Os desenhos eram feitos “em cima da hora. Iam à
censura pouco tempo antes de entrarem na máquina.” Apenas uma vez, garante o
cartoonista, o desenho foi censurado. Na imagem em causa, o Zé transporta nos
braços uma mulher de raça branca. Regressam de uma “farra”, visivelmente
alcoolizados. No desenho há uma placa com a famosa frase de contestação à
guerra dos americanos no Vietname – “Make love, not war”. “A redacção informou-me
que os censores não tinham deixado passar o desenho. Como já não havia tempo
para fazer outro cartoon e a página tinha que ser ocupada, modifiquei a
mensagem para ‘Make war with love’ e assim já passou.” O Zé da Fisga conquistou
fama em Angola.
Após o seu regresso a Portugal, em 1975, regressou à
Póvoa do Varzim onde tem um
atelier de pintura. Na metrópole, os jornais O Primeiro de Janeiro e Jornal de
Notícias interessaram-se pelo Zé da Fisga mas o autor não aceita as propostas.
“Não queria que o Zé fosse carimbado por tendências políticas de direita (O
Primeiro de Janeiro) ou de esquerda (Jornal de Notícias). O Zé da Fisga não
tinha nada a ver com política. A nível pessoal, eu sempre fugi da política e o
Zé também, ele que era um anarca…”
São seus os azulejos do magnífico painel que decora a entrada
do Porto de Pesca. A sua carreira artística é diversificada, abrangendo artes
tão diversas como a pintura, a escultura e a cerâmica, tendo trabalhos seus em
vários países, como o Togo, França ou o Brasil, bem como em várias localidades
portuguesas.
Fernando da Silva Gonçalves era um homem simples, acérrimo defensor da Póvoa e dos Poveiros, das suas raízes e tradições, notabilizou-se em várias artes, do desenho à pintura, da cerâmica ao vitrinismo, sem esquecer a música clássica, uma das suas grandes paixões, que interpretava como ninguém através do seu violino, capaz de nos fazer sorrir e, outras vezes, chorar de emoção.

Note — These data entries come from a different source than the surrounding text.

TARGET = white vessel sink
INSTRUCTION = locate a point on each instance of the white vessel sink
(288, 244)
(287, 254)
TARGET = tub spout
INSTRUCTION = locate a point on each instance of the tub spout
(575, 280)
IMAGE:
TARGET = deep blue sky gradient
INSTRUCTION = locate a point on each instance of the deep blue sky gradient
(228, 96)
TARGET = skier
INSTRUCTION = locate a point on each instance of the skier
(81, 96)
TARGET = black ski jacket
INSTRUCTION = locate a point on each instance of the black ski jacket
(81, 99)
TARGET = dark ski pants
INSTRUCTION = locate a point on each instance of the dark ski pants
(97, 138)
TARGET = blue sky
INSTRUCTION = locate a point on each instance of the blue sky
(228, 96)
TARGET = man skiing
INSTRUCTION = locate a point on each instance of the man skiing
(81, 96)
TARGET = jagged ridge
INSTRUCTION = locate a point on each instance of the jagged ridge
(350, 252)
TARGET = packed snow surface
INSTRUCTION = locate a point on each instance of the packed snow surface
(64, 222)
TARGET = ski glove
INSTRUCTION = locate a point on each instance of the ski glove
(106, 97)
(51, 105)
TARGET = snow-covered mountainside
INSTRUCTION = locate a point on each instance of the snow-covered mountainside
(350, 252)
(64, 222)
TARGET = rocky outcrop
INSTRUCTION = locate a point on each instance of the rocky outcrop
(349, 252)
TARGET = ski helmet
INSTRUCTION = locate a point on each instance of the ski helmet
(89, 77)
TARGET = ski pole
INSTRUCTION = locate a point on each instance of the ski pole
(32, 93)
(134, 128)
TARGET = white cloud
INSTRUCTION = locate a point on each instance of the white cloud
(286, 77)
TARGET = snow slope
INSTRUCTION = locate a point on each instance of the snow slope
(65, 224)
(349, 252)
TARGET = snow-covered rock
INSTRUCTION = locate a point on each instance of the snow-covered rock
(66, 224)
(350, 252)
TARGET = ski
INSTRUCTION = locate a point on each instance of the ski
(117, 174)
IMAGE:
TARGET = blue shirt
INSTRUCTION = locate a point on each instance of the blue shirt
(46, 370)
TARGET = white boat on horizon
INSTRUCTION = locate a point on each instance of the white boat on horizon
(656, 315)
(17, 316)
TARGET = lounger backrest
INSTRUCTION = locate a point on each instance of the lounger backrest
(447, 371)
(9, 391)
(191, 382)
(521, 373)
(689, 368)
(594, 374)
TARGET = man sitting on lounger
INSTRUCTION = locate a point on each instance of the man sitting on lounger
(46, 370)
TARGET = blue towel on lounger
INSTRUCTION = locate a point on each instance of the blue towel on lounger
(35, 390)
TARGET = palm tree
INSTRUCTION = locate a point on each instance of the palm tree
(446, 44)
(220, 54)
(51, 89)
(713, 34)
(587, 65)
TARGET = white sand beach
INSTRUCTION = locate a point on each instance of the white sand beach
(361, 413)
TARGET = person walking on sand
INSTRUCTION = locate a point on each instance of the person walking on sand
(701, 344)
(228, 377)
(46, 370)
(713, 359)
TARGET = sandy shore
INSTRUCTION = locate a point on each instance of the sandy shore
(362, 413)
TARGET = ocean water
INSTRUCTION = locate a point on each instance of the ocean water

Seria músico toda a sua vida, tocando em diversos casinos, mas fundamentalmente no Casino da Povoa. Por vezes acompanhava essas actuações musicais com a criação de caricaturas de personalidades, ou simples clientes.
Nando viria a falecer a 8 de dezembro de 2018 e
passados dois anos homenageado na sua terra natal.